Les chapitres suivants (4, 5 et 6) isolent la question des conflits du clinique et du politique, du « dedans » et du « dehors » puis l'œuvre de Guattari, qui favorise le passage de la transversalité à l'analyse institutionnelle, puis celle de Lapassade (dont les apports pour le courant feront ensuite l'objet d'un investissement spécifique - Chapitre 8), avec le processus de diffusion et de réappropriation de la psychologie. Le chapitre 9, final, s'intéresse à la norme adulte et à ses critiques et, en conclusion, l'auteur ramasse enfin « ce qu'il reste » de l'analyse institutionnelle, investissement un peu tardif de l'examen des résidus, entendus en somme comme traces d'émergence.
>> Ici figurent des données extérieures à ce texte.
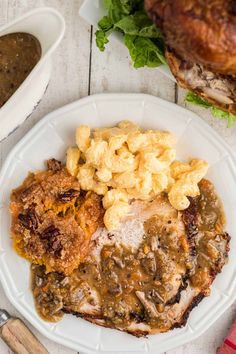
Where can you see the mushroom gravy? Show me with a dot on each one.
(19, 53)
(178, 257)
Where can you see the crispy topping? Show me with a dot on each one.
(68, 195)
(54, 165)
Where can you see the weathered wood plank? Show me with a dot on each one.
(112, 71)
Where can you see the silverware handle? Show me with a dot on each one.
(20, 339)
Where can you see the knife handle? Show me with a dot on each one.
(20, 339)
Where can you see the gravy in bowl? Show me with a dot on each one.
(19, 53)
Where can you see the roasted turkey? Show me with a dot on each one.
(200, 31)
(200, 37)
(148, 275)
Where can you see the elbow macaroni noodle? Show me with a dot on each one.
(125, 162)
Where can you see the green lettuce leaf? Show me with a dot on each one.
(143, 52)
(143, 40)
(216, 112)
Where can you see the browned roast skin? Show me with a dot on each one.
(149, 289)
(199, 31)
(217, 89)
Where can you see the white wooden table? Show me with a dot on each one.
(79, 70)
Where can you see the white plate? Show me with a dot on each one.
(93, 10)
(50, 138)
(26, 98)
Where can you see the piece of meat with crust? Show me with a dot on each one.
(217, 89)
(170, 259)
(52, 224)
(202, 32)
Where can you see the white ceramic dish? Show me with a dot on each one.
(93, 10)
(50, 138)
(48, 26)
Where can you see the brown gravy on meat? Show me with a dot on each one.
(19, 53)
(140, 285)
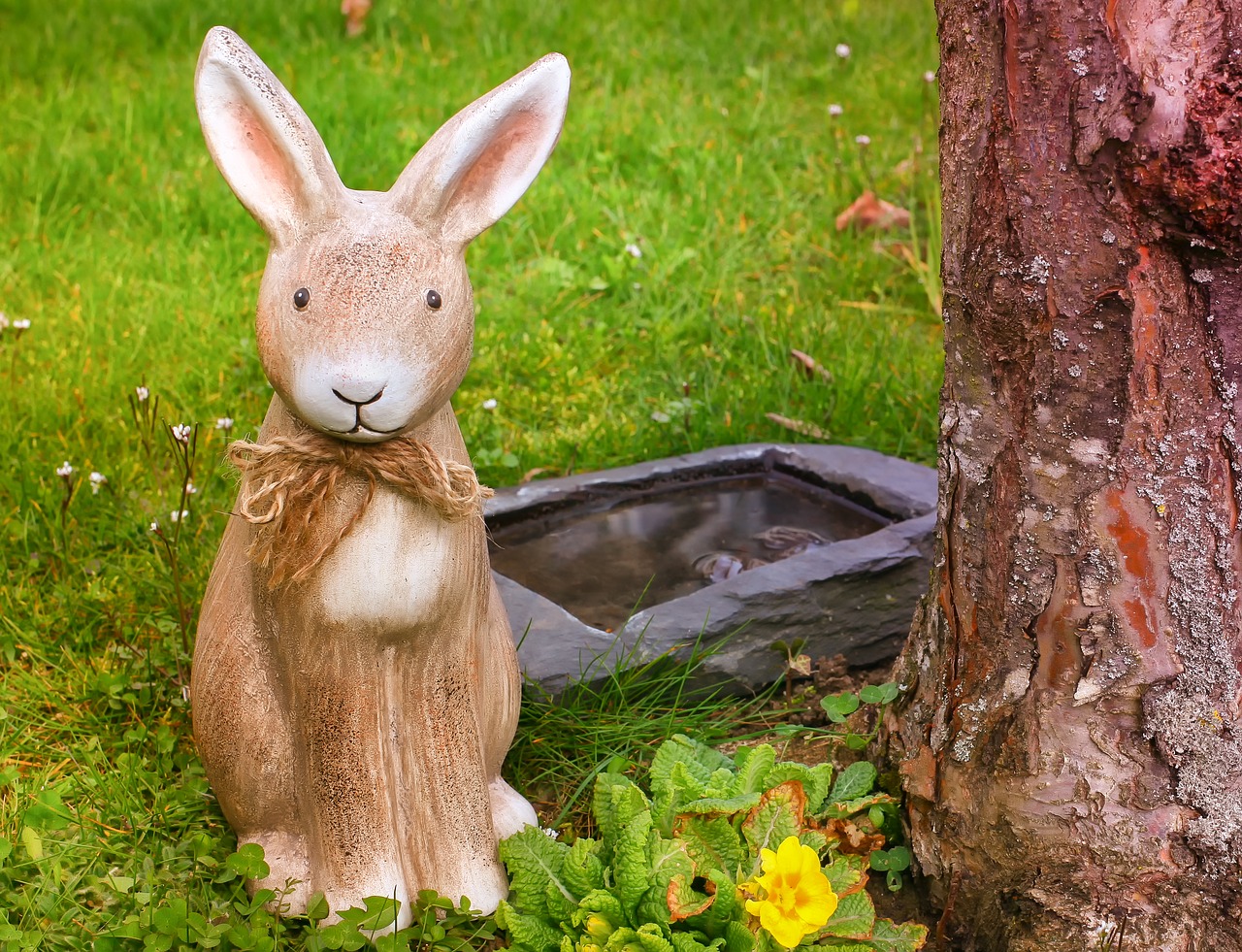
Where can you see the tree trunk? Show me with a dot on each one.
(1071, 742)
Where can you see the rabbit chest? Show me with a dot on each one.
(402, 567)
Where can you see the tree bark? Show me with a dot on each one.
(1071, 742)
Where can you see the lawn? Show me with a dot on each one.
(699, 136)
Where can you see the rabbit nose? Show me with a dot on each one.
(355, 393)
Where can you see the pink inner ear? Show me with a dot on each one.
(498, 173)
(267, 163)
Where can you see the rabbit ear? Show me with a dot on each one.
(261, 141)
(481, 162)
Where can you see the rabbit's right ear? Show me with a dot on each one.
(261, 140)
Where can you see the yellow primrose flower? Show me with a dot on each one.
(799, 899)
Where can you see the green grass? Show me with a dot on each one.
(697, 131)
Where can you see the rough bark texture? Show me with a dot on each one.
(1071, 743)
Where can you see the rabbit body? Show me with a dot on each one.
(354, 723)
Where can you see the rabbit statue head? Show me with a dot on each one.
(353, 717)
(365, 314)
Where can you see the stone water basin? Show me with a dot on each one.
(736, 545)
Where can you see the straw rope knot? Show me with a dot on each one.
(288, 481)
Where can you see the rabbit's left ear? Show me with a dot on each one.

Régis Malet propose à M. Valentin Schaepelynck de préciser certains aspects méthodologiques de son travail – le choix, l'usage, le traitement et la mise à disposition de ces traces de la genèse du courant de l'AI –, et de s'exprimer sur ses « résidus » et sur « ce qu'il reste  » de l'analyse institutionnelle lorsque qu'elle ne se prend pas elle-même pour objet, et, notamment, lorsqu'elle met au travail son entreprise critique dans l'institution scolaire.

 

 


M. Valentin Schaepelynck prend en charge avec beaucoup de rigueur et réagit de façon très éclairante aux remarques et questions qui lui sont proposées. Il révèle une vraie envergure intellectuelle et une capacité très louable à mettre en perspective et à défendre son travail de façon claire et constructive. Témoignant en actes de ce que l'activité de chercheur est appelée à déployer à la fois de fermeté et de disposition à la dispute scientifique. Régis Malet dit sa satisfaction et son grand intérêt à la lecture de cette thèse et à la rencontre avec son auteur  – pour un travail important, original et utile de mobilisation, de capitalisation et de passation dédié à la genèse du courant de l'analyse institutionnelle.